Having had firsthand experience on the effects that good aesthetics can have on the human mind, I tend to often find the maxim; “Do not judge a book by its cover” quite controversial. For indeed, as much as a substance’s exterior is not always a precise expression of its interior, I believe that the packaging of a thing, to some extent, defines the value of such substance. Such that before any critical appraisal, the metaphorical cover of a book offers a potential reader some privilege of a preliminary assessment because eventually, the cover is part of the book! And more importantly, it is the part that carries the burden of first interaction with potential readers, bringing to mind the brother expression of first impressions and their comparative lifespan in the mind of readers.  This, coupled with the fact that I have had the privilege of stopping by Adebayo Lamikanra’s office a number of times, is perhaps why I find the cover of the enlightening memoir of the Professor of Pharmaceutics not as arousing.
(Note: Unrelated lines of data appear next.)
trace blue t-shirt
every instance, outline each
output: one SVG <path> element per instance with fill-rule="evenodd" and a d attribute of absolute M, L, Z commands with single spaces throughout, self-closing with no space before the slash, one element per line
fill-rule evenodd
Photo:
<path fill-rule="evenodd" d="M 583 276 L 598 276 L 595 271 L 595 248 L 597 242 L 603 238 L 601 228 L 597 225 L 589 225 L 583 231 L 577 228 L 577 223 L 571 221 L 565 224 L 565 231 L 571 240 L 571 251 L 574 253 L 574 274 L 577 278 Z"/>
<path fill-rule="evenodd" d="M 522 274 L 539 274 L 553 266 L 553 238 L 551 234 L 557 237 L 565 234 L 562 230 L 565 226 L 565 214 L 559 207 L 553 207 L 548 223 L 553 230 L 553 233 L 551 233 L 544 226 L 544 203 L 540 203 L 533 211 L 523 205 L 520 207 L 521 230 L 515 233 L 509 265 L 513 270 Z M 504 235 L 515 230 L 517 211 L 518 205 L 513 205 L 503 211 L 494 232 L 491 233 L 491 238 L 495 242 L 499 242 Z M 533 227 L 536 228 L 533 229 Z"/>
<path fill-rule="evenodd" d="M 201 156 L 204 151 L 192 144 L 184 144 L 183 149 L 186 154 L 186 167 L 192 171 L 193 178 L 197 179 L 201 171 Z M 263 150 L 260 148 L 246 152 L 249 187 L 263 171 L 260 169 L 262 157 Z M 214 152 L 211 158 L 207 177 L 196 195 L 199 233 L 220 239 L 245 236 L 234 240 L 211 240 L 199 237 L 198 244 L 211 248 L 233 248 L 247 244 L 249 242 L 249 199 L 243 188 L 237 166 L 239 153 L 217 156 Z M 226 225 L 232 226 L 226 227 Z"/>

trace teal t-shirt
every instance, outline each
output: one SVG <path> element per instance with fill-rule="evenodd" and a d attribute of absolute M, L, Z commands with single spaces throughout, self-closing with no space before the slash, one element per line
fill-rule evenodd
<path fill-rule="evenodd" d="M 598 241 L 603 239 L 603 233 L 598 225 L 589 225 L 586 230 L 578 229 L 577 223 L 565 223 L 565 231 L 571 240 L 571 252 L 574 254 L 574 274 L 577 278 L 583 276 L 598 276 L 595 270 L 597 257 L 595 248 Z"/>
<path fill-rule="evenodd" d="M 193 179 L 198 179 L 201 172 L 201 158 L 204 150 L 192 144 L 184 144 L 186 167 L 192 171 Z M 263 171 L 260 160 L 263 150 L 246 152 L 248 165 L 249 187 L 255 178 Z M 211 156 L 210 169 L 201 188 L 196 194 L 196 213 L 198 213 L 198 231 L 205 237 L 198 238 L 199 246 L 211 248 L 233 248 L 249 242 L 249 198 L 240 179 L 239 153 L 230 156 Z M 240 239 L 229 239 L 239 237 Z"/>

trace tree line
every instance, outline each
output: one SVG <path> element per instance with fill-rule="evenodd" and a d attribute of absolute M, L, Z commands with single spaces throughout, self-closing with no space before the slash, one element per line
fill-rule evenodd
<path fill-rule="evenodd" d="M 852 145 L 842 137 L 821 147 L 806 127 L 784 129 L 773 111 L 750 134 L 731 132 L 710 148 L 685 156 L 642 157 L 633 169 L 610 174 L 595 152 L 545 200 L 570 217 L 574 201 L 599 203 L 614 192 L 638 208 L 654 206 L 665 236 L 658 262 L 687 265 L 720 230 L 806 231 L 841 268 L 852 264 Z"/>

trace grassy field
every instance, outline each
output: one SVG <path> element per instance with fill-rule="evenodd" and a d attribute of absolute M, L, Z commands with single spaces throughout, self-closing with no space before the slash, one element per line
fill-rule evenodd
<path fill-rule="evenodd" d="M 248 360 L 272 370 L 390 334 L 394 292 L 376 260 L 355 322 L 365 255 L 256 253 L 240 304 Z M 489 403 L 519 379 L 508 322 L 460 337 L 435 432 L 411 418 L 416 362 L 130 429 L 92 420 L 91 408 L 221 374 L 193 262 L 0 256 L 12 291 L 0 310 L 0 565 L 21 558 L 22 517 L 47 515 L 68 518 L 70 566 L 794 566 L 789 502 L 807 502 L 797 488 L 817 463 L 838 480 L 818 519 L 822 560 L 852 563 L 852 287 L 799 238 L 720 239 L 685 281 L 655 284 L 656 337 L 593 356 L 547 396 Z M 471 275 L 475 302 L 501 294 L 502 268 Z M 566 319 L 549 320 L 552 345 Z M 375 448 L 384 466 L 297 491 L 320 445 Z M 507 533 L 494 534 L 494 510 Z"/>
It does not take too much time with “Lamikay”, as Professor Lamikanra is more fondly called, to learn of his fascination with the arts; both visual and virtual. His office, apart from the several expressions of visual art present, is littered with sheets of abstract sketches by the Professor himself. It is on this basis that a person aware of this fact about Lamikay, such as myself, might demand more from the book cover of Igbobi Boy; which, as at the time of this review, is a simple silhouette of a school boy carrying the blue and yellow colours of Igbobi College; the Alma mata of Lamikanra. Personally, I have a soft spot for covers which, in their attempt to express the theme of the book and in obedience to the sacred laws of design functionality and aesthetics, are laced with some with some elements of mystery and simplicity. What says mystery better than abstract art?     
A bite into the less colourful pages of the book, however, might leave a reader a little more interested than its blue and yellow covers as Lamikay describes his experience at Igbobi College in very specific and quite fascinating detail. Beginning from his admission into the legendary college, Professor Lamikanra describes people, places and events with such precision that makes it hard to believe that the memories are from over forty years ago; leaving any reader familiar with the author pondering on how young the old man really is. Lamikanra, in the first few chapters after his interesting admission into Igbobi College, describes the age-old college. And indeed, he does so with such detail and affection that should leave any person in the current Nigerian educational system with a bitter sweet aftertaste.        
In the course of book, Lamikay describes many of the events that would go on to influence his personality. Starting with his immense affection for the college; which it would seem the college herself instills in her sons, discipline, leadership, a passion for excellence amongst other things, the author would even describe traits that were not directly instilled by the college: A good example being his mother’s well delivered offhand speech, which at the time was merely a source of pride for the author but would eventually become a strong influencing factor in his method of presentation in subsequent years; a method which has interestingly become characteristic of a number of lecturers of Pharmaceutical Microbiology in the Department of Pharmaceutics of the Obafemi Awolowo University, Ile-ife to state but a few secondary influences.

Lamikanra, apart from the walls of Igbobi College, also describes fondly a number of people met either at or through Igbobi College. Some of these persons, the Professor would later come across in later years under different circumstances.

Igbobi Boy is a description of golden years, not just for the boy currently living in an old man but for a nation presently in the shadow of herself. Lamikanra reminds us of an almost forgotten period in Nigerian history through his affectionate and passionate narration of his formative years. For those of us that were not around in the sixties, Igbobi Boy might come off as a fairy tale, especially considering the current realities of the Nigerian state but for those that were around, Igbobi Boy is the kind of book that brings back some fond memories especially for other alumni of the institution. Although the book does contain some typographical blots, looking at its cover once again, Igbobi Boy might actually just be a good reason to not judge a book by its cover.